File “/usr/local/lib64/python3.6/site-packages/torch/tensor.py”, line 221, in backward
torch.autograd.backward(self, gradient, retain_graph, create_graph)
File “/usr/local/lib64/python3.6/site-packages/torch/autograd/init.py”, line 132, in backward
allow_unreachable=True) # allow_unreachable flag
RuntimeError: [/pytorch/third_party/gloo/gloo/transport/tcp/unbound_buffer.cc:84] Timed out waiting 1800000ms for recv operation to complete

when I use large scale cluster

mufeili · January 29, 2021, 4:21am

Did you run the code of a particular example?

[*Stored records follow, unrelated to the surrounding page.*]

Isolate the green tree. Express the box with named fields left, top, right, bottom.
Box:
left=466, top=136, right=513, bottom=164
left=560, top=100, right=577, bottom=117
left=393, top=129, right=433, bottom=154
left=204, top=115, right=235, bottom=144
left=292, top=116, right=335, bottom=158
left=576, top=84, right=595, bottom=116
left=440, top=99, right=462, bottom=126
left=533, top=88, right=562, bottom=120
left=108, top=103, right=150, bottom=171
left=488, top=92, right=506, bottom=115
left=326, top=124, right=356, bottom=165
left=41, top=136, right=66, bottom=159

VoVAllen · February 1, 2021, 7:19am

Hi,

This is probably due to your worker exited unexpectedly

lixusign · February 24, 2021, 10:39am

oh so sorry too see late ， I found it’s cause by emb lookup cost too much time and so others nodes occur timeout during backward is some nodes (I use 100 machines node run a big graph)

so I think I need a strong ps servers and a asp sync-control method

zhengda1936 · March 16, 2021, 2:26am

if you are using embeddings, please try out DGL’s distributed embeddings.
Here is the API doc: dgl.distributed — DGL 0.6.0post1 documentation

system · April 15, 2021, 2:27am

This topic was automatically closed 30 days after the last reply. New replies are no longer allowed.